Morris Panych directs not for the effect of bright lights to which so many young and hopeful aspire but, rather, an atmosphere of real people who are hanging on to hope even as they lose it. We are entertained, to be sure, nonstop, by this production, but for Panych the unrelenting pace of life that people live doesn’t stop for dance numbers but instead fits dance into a daily grind for survival. Parker Esse’s choreography, therefore, is often geared more to a mass effect than individual quirkiness, massively busy for a city that is, well, massively busy. People here endure by doing some fun time.

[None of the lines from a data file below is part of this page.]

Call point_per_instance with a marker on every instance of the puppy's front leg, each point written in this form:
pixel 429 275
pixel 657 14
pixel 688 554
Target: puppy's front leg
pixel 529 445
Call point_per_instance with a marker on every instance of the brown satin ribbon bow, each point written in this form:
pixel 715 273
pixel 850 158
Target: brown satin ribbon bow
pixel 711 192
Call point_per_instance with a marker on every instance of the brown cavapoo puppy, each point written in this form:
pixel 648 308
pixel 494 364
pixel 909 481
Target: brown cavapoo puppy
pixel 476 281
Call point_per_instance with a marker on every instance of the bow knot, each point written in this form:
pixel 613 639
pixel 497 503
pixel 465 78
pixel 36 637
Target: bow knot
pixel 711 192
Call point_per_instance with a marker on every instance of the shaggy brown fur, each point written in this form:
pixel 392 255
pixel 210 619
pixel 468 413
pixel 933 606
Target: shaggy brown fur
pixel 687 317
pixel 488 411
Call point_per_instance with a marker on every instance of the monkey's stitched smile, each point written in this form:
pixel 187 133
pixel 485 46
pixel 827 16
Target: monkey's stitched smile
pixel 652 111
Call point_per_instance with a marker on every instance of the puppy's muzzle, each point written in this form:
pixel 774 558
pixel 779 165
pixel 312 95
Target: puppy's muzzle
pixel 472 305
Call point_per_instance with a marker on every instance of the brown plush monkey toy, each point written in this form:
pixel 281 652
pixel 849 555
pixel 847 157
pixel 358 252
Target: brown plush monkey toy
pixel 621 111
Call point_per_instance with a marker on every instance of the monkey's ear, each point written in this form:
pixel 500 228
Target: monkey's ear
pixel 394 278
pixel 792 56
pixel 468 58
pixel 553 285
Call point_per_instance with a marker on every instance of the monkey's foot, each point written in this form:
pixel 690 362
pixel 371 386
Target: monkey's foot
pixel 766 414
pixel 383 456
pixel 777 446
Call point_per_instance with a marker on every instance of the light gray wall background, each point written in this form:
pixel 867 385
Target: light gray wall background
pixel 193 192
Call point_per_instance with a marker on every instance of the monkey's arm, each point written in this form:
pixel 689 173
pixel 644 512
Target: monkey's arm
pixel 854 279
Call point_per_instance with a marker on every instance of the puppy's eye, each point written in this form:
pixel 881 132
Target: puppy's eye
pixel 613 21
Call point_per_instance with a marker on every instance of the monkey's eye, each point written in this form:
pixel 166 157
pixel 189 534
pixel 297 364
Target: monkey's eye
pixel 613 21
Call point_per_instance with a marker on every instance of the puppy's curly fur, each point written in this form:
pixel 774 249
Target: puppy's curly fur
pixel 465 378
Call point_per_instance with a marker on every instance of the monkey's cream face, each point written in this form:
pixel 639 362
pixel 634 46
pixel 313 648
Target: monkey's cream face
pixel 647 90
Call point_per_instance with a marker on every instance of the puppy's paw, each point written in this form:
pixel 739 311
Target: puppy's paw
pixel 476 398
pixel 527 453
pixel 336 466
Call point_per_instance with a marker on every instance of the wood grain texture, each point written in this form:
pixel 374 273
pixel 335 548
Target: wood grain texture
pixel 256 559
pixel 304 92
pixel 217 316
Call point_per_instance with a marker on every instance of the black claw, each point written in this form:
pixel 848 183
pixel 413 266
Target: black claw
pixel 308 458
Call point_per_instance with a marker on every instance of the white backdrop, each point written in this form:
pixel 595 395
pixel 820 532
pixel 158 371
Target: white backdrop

Neil Simon’s book is zippy with much back and forth banter, the kind that fuels a number of short New York City vignettes and brings constant mild eruptions of chuckle in the audience. Try this exchange: “Can you tell me what room Norman Mailer is reading poetry?” “At home, (because) nobody showed up.” I still laugh at that one. We also hear reference to “that big coffee break in the sky.”

Ken MacDonald’s multipurpose set is a gem of concise but imposing encapsulation of the biggest of cities -now a subway, now a club, now a walkway, lots of doors- and because this main structure weighs 8 tons, we subtly feel imposed upon in our private worlds, even squashed. Bonnie Beecher’s lighting, with its looming shadows within both urban landscape and so within human inner lives, gives an air of subtle foreboding and the aftertaste of half-digested despair.

We find ourselves tuned into this engaging production and maybe sense Giulietta Masina from Nights of Cabiria, on which Sweet Charity is based, looking down benevolently. One bonus in this show -no maybe about it- is Paul Sportelli’s orchestra. Very soon we notice a full bodied band displaying their chops to seductively swinging effect, a punchy and brassy drive in irresistible groves that don’t let go. It so easy to move with this music and dance, ourselves, even sitting in our seats.